DataFrame with mismatched columns.

Return type:

pd.DataFrame

data_selector(ddfs: List[DataFrame]) List[DataFrame][source]#

Select rows from Dask DataFrames based on the instance parameters.

Parameters:

ddfs – List of Dask DataFrames to filter.

Returns:

List of filtered Dask DataFrames according to the key column, key values, categories, and extra columns.

Return type:

list of dask.dataframe.DataFrame

Raises:

KeyError – If the key column is not found in a DataFrame.

drop_nan_columns(ddf_or_ddfs: DataFrame | List[DataFrame]) DataFrame | List[DataFrame][source]#

Drop columns where the majority of values are NaN using instance parameters.

Parameters:

ddf_or_ddfs

The Dask DataFrame or list of Dask DataFrames to process.

Returns:

The DataFrame(s) with columns dropped where the proportion of NaN values is greater than nan_threshold.

Return type:

dask.dataframe.DataFrame or list of dask.dataframe.DataFrame

Raises:

ValueError – If nan_threshold is not between 0 and 1, or if sample_frac is not None or a float between 0 and 1.

static get_available_columns(ddf_or_ddfs: DataFrame | List[DataFrame]) List[str][source]#

Get a list of unique column names from a single Dask DataFrame or a list of Dask DataFrames.

Parameters:

ddf_or_ddfs

or list of dask.dataframe.DataFrame A single Dask DataFrame or a list of Dask DataFrames to extract column names from.

Returns:

Sorted list of unique column names across all provided Dask DataFrames.

Return type:

list of str

Raises:

TypeError – If the input is not a Dask DataFrame or a list of Dask DataFrames.

harmonize_dataframes(country_dfs: Dict[str, List[DataFrame]]) Dict[str, List[DataFrame]][source]#

Harmonize Dask DataFrames using the instance parameters.

Parameters:

country_dfs

Dictionary mapping country names to lists of Dask DataFrames to be harmonized.

Returns:

Dictionary mapping country names to lists of harmonized Dask DataFrames.

Return type:

dict of str to list of dask.dataframe.DataFrame

Note

  • Column and value mappings are applied per country using the provided configuration.

  • If strict_mapping is enabled, unmapped columns or values will raise a ValueError.

  • Column renaming and categorical value harmonization are performed in-place.
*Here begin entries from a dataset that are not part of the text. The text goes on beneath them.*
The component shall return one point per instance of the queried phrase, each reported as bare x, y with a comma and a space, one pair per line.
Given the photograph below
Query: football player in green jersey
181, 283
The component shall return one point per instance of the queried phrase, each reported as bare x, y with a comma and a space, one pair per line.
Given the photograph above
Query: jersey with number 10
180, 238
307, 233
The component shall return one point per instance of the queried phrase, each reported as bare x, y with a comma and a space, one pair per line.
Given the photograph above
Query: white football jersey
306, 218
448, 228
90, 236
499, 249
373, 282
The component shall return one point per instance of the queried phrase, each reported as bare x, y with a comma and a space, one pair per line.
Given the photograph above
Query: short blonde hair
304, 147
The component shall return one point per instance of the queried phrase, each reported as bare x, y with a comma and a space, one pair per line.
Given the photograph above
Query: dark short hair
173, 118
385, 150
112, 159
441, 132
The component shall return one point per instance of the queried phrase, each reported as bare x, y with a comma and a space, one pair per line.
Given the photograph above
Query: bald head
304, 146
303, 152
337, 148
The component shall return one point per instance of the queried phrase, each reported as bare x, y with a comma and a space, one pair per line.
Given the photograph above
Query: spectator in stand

join_data(ddfs: List[DataFrame]) DataFrame[source]#

Join multiple Dask DataFrames on a specified key column, removing duplicate columns.

Parameters:

ddfs (list of dask.dataframe.DataFrame) – List of Dask DataFrames to join.

Returns:

Merged DataFrame with duplicate columns removed.

Return type:

pandas.DataFrame

vertical_merge(ddfs: List[DataFrame]) List[DataFrame][source]#

Merge a list of Dask DataFrames vertically using instance parameters.

Parameters:

ddfs

List of Dask DataFrames to be merged.

Returns:

List of merged Dask <https://docs.dask.org>`_ DataFrames, where each group contains DataFrames with sufficient column overlap and compatible data types.

Return type:

list of dask.dataframe.DataFrame

Important

  • DataFrames are grouped and merged if they share at least min_common_columns columns and their column similarity is above similarity_threshold.

  • Only columns with matching data types are considered compatible for merging.